Sunday, September 20, 2009

Wizards

My youngest son Carder is so much like mom. Nate claims he is a mini-me, but in truth he is a mini-mom. They have the same hilarious way about them. They share the same temper, but they also share a fierce loyalty and sweetness with those they are close to.

On Saturday night, Kaden went to a sleepover with a friend and Carder and I went on a date since his dad was down with the flu. As we were eating, Carder said to me: (paraphrase)

When I grow up I don't want to be a superhero. Superheros have to wear funny costumes and work a lot. They have to save people and go in burning buildings. No, when I grow up I want to be a wizard. They can cast spells and get whatever they want. Mom, you know what my first spell is going to be?

"No, Carder, what is your first spell going to be (thinking invisible or candy machine)"

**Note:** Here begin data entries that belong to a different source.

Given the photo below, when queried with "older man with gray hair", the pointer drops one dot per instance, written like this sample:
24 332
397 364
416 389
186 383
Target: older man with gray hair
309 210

I'm going to make a tube from Heaven to here so Gaga can come and visit us. Because I know you say she is happy but I think she would be happier if she could talk to me and I could tell her my jokes.

"I can't wait for you to become a wizard, Carder." To that he smiled and said,

Oh mom, you know there is no such thing as wizards. We just really miss Gaga don't we?

Out of the mouths of babes. Sometimes it is easier to plan and believe in fantasy than to deal in reality. I saw pictures today on facebook of dear, dear family friends. Friends that mom and dad knew in high school. As I looked at the picture of their daughter's wedding, I could just hear what she would be saying.

People say that time heals. True. Time allows you to learn to cope, learn to find joy, learn to move forward. The word heal though seems to final like it is an end destination. I would say time removes the ugliness from the loss. Just like a cut or incision, your skin never truly heals, but because of God's incredible design through bleeding, forming a scab and new skin growing, the ugliness of that damage goes away.

My heart has been damaged, and I still cry what my friend calls, "the ugly cry" quite often. I can envision times to come that the ugliness will dissipate and be filled with a scar on my heart that I gladly share with a smile. In the meantime, thinking of mom and sharing her here brings me joy and relief.